The missing Liberal Democrat £100 has been mentioned but Members have neglected to mention the extra Labour £100. This year, there is a one-off payment of £100 for pensioners aged over 70 to help them with their council tax costs.

I turn to the substance of the debate—the Liberal Democrat motion. There has been a noticeable absence of Liberal Democrat Members in the debate, although one or two are coming into the Chamber at this late stage. My hon. Friend the Member for City of York (Hugh Bayley) gave an eloquent and devastating exposure of what it is like when Liberal Democrats are in control of local authorities. They lose control of their budgets and find that they are at risk—a clear message to every elector that if they want sensible budgeting and good-quality services they should support Labour councils.

We have heard that the Liberal Democrats propose to sweep away all council tax—to abolish property taxes entirely and replace them with a local income tax under their popular slogan, "Axe the Tax". Of course, when they say "Axe the Tax", they forget to say, "Oh, by the way we'll have to put up another tax to pay for it": only a minor point of detail. We would not want to remind them too much about that but for the fact that it will mean between 3 and 6 per cent. on income tax.

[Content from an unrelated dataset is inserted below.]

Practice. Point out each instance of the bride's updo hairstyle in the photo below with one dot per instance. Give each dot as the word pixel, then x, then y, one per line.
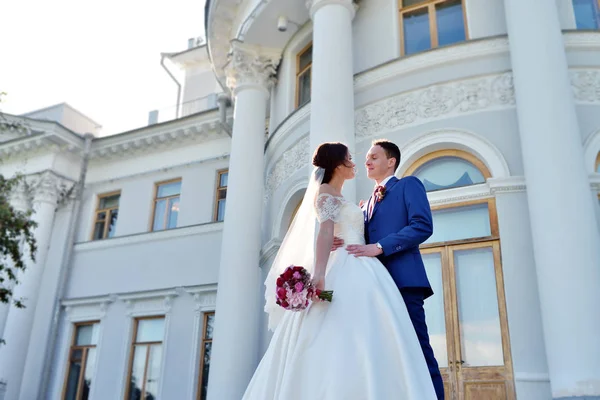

So, "Axe the tax (oh, and we'll put up your income tax)" might be a rather more accurate description of Liberal Democrat policy.

Moreover, the Liberal Democrats are not actually going to axe the tax. What do they plan to do about second homes? Second homes will still be subject to a form of property tax. There will continue to be a business levy, or rate, on every second home in the country, which means we shall have to count all those second homes, value them and then tax them. That sounds to me like a property tax, which they have just pledged, under "Axe the Tax", to sweep away. Not only will the Liberal Democrats maintain a property tax, they will also increase income tax. We shall get a double whammy from the Liberal Democrats.

By introducing a local income tax, the Liberal Democrats will attack people such as students. As most Members know, students or nurses in training do not pay council tax. However, a nurse in training who earned some money at weekends or during the holidays and started to pay income tax would be caught by the local income tax, so a new set of people would have to pay local income tax.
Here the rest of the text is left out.